Temporal Matching of Non-Rigid Shapes
PhD thesis
Supervision: Edmond Boyer
Introduction
The Perception team is involved in several research projects related to multiple camera environments, i.e. environments where digital cameras located around a common space can acquire videos of this space, in real time. The proposed position is aimed at solving some of the scientific problems raised by such environments, in particular with 3D model acquisitions over time sequences [1].
Problem statement
This proposal is concerned with applications where videos of the same non-rigid scene obtained from several viewpoints are available. Such videos contains redundant spatio-temporal information on the observed scene. To produce a scene description, usual approaches fuse, or integrate, the information only over the space domain, e.g. standard 3D reconstructions, wrongly assuming that the video information is time independent. In this work, we want to take a different direction and to consider the temporal dimension as part of the process when extracting scene descriptions. Applications of spatio-temporal representations are then numerous and include, among other: scene modeling, which can be improved by temporal consistency constraints; scene animation which can be achieved from videos without the need of prior models such as articulated bodies; medical applications where the analysis of shape motion, of humans for instance, is of great interest but requires temporal correspondences between shapes.
Method
Several spatio-temporal representations have been proposed depending on the information taken into account. For instance Vedula et al. [2] consider optical flows in 2D and fuse them into scene flows in 3D. Correspondances between volumetric reconstruction (i.e. voxels) are then estimated based on this information. Other approaches have been proposed which consider surface elements and correspondences based on photometric and geometric information [3,4,5]. In the first part of the thesis, a thorough study of the different representations and their strengths and weaknesses will be achieved. The second part of the thesis will be devoted to the proposition of a representation and its implementation. As a first application, 3D textured surfaces obtained with the Grimage platform will be considered. Their matching over time sequences will enable visualization and animation applications to be developed.
Expected Results
Expected results are first theoretical: how to efficiently take time into account and which representation should be used for that purpose. They are also practical, solutions will be implemented in the context of the GRAVIR acquisition platform GRIMAGE. Also the perception team is involved in the ARC GEOREP which gather research teams from the graphics, vision and computational geometry community on research themes related to mesh operations. Fruitful collaborations are therefore expected from this ARC.
References
[1] The GrImage Platform: A Mixed Reality Environment for Interactions J. Allard and J.-S. Franco and C. Menier and E. Boyer and B. Raffin, IEEE ICVS, New York (USA), 2006.

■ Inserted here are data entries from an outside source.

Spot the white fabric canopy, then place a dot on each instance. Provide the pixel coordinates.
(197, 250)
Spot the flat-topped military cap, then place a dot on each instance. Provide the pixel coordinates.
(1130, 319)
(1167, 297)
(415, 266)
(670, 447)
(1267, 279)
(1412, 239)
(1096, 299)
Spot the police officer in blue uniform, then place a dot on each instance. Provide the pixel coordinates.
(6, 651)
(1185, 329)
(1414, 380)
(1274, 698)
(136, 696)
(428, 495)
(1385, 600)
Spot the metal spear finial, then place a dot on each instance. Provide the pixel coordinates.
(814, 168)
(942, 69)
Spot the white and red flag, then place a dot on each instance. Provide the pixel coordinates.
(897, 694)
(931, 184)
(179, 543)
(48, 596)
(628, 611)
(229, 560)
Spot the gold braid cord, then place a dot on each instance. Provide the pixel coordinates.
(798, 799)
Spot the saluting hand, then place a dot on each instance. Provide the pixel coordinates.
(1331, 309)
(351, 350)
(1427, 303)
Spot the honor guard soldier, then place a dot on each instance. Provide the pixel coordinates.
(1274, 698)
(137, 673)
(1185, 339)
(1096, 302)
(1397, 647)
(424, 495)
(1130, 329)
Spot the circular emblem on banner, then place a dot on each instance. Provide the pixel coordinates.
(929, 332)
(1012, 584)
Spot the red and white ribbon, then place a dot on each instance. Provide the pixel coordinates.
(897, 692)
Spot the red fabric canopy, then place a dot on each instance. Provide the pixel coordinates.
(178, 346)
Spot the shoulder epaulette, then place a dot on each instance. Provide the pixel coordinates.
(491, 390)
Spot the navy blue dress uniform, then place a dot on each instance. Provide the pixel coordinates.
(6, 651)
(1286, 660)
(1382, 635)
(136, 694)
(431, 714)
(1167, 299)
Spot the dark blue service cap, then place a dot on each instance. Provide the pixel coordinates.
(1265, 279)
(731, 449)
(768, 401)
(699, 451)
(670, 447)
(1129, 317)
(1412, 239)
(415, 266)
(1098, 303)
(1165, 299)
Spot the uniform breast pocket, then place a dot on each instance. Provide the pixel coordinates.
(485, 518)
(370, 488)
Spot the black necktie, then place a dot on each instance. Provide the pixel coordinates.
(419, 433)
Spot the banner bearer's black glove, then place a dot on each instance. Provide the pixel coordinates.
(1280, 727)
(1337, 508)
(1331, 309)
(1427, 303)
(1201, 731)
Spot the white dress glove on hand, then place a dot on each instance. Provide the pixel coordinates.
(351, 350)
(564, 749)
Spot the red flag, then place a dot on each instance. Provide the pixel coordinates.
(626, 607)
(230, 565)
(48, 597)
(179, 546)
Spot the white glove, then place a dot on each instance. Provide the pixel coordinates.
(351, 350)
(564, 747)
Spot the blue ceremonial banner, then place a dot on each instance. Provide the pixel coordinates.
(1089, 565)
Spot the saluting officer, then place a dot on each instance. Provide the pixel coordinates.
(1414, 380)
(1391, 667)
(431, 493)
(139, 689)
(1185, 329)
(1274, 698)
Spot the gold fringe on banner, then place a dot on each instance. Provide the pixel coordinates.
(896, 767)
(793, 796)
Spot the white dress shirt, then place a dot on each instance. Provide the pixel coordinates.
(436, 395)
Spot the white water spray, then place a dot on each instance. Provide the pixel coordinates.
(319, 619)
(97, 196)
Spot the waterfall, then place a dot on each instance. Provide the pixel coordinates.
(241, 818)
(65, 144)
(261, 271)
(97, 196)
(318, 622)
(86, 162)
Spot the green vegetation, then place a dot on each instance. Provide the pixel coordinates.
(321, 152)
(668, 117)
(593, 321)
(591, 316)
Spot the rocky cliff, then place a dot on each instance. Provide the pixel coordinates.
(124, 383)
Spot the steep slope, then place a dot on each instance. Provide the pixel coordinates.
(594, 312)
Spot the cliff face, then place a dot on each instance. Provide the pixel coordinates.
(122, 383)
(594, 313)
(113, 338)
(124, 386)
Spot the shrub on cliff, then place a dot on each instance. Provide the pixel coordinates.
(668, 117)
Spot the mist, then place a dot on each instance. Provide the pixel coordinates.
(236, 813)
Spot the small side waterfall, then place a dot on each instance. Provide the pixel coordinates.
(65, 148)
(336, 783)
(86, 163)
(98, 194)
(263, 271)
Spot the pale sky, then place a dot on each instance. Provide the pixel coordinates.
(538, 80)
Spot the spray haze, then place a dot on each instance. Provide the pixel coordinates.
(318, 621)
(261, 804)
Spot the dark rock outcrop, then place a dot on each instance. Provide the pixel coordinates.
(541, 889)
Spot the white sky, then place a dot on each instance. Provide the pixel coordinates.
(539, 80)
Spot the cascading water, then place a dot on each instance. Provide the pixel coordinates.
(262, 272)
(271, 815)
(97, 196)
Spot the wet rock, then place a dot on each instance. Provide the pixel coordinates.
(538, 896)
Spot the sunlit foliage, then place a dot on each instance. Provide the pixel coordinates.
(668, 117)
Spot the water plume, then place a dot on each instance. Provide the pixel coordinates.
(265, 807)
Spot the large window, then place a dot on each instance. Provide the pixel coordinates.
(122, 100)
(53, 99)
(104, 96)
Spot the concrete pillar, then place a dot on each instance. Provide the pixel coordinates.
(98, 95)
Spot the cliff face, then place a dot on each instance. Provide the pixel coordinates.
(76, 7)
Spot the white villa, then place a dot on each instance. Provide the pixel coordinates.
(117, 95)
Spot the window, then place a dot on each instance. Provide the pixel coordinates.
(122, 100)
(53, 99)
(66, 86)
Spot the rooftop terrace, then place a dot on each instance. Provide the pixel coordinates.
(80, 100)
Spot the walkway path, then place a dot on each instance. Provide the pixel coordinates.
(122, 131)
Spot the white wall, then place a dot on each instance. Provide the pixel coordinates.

[2] Three-Dimensionnal scene flow, S. Vedula, S. Baker, S. Seitz and T. Kanade, IEEE ICCV, Corfu (Greece), 1999.
[3] Spatio-temporal stereo using multi-resolution subdivision surfaces, J. Neumann and Y. Aloimonos International Journal of Computer Vision, 2002.
[4] Sperical matching for temporal correspondence of non-rigid surfaces, J. Starck and A. Hilton, IEEE ICCV, Beijing (China) 2005.
[5] Variational stereovision and 3d scene flow estimation with statistical similarity measures, J.P. Pons, R. Keriven, O. Faugeras and G. Hermosillo, IEEE ICCV, Nice (France), 2003.